The question on the minds of every fan of the series is: where will the final book be divided into two separate films? Some have called ‘Mockingjay’ the weakest book of the series, and although book length usually translates poorly to movie length, each ‘Hunger Games’ book has roughly the same number of pages, whereas ‘Harry Potter’ was known for its exponential rise with each subsequent tale. Others worry it will suffer a similar fate to ‘The Twilight Saga: Breaking Dawn’ which drew out Part 1 in favor of a final film with comparatively more action.
Considering the difficulty in discussing ‘Mockingjay’ when ‘Catching Fire’ hasn’t released yet, there are some spoilers ahead, so be forewarned!
Fans of the series know ‘Catching Fire’ throws us into yet another Hunger Games called the Quarter Quell, the morbidly special 75th year of the Games.
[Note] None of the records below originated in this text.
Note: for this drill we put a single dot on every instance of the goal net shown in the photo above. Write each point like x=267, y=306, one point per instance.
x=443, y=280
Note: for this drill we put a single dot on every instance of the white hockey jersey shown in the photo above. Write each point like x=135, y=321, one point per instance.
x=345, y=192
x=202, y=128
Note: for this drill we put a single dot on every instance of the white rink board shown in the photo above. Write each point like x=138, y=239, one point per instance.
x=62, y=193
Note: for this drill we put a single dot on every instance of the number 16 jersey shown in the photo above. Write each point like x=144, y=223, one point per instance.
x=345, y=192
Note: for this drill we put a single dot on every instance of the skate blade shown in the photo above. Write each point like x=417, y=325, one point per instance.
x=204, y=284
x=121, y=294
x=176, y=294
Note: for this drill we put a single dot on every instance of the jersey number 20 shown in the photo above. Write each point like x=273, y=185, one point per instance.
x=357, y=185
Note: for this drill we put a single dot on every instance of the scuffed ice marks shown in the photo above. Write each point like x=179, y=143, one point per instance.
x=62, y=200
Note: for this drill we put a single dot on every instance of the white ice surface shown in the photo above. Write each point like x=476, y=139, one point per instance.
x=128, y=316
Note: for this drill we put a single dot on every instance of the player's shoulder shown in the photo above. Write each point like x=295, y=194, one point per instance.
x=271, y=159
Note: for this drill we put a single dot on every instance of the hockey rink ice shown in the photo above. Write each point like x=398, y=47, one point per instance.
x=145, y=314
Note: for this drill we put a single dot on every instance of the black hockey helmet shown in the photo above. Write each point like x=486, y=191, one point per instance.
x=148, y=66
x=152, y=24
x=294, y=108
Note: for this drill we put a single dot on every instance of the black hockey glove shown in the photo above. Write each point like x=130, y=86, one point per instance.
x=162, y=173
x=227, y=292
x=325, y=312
In true “second-in-a-trilogy” fashion, this installment pulls an ‘Empire Strikes Back’ and ends with the fate of our heroes hanging in the balance. ‘Mockingjay’ opens in a world where the Capitol is even more evil than previously imagined, and the civilians’ only hope for survival is the rallying cry of a single girl.
The popular theory on the street is that ‘Mockingjay, Part 1’ will end after Katniss’ propaganda efforts are deemed not enough and the only course of action is to attack the Capitol. Without putting too fine a point on the fact that the book is structured well enough to be one film, since that’s not to be, this seems like an appropriate stopping point.
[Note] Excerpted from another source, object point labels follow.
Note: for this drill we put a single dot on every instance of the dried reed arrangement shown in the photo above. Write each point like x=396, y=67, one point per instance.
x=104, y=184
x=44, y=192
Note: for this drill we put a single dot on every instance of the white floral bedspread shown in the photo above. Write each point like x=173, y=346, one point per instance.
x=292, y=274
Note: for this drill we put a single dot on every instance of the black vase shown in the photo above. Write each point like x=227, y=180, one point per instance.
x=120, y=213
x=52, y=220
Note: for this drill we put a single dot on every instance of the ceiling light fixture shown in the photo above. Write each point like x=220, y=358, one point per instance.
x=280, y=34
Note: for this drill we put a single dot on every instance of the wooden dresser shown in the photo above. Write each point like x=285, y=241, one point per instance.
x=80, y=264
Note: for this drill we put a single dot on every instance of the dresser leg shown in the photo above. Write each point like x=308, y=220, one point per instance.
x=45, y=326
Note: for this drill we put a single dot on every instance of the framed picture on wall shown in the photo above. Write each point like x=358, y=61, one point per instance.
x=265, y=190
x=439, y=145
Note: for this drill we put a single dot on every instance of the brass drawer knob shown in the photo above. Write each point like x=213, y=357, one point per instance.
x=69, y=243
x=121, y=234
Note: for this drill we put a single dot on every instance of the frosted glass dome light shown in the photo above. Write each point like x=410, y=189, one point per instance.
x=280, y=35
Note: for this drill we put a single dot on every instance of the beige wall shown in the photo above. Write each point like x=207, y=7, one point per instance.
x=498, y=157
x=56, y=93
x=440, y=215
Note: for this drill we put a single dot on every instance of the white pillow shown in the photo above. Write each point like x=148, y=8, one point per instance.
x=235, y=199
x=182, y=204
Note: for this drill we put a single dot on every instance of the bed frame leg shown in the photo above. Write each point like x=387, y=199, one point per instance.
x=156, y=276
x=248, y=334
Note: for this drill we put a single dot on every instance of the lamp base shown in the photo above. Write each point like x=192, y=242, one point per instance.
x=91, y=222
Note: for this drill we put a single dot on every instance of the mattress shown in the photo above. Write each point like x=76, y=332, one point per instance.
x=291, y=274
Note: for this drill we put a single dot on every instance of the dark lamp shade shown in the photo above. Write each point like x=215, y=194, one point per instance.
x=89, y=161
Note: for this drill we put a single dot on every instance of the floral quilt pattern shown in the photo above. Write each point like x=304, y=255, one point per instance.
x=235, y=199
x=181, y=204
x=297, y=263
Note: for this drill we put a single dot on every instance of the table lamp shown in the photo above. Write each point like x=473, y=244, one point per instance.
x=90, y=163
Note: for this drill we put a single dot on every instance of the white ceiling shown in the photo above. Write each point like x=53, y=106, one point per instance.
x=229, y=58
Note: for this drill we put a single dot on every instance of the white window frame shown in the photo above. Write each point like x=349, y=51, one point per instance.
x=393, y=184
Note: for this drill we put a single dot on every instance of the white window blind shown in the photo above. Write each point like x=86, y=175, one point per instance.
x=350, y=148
If ‘Part 1’ got too much into the heart of the attacks, it might feel top-heavy and abrupt, leaving a shorter, though action-packed ‘Part 2’ with a sacrificed story-arc. Fans have speculated that the beginning of Peeta’s storyline might be a good stopping point for ‘Part 1,’ but that doesn’t leave a lot of meat for the first 120 minutes of the film. And there are no scenic ocean vistas or luxurious cabana scenes set to up-and-coming indie music, so it doesn’t seem appropriate to take a page from ‘Twilight Saga: Breaking Dawn’ and lengthen it via melodic reverie.
Snark aside, with the powerhouse combo of Francis Lawrence’s directing, Danny Strong’s writing, and the brilliant acting chops of Jennifer Lawrence, Stanley Tucci, and the rest of the cast, this series is positioned to exceed expectations for cinematic excellence.
‘The Hunger Games: Mockingjay: Part 1’ is scheduled to hit theaters in 2014, with ‘The Hunger Games: Mockingjay: Part 2’ sailing smoothly behind in 2015.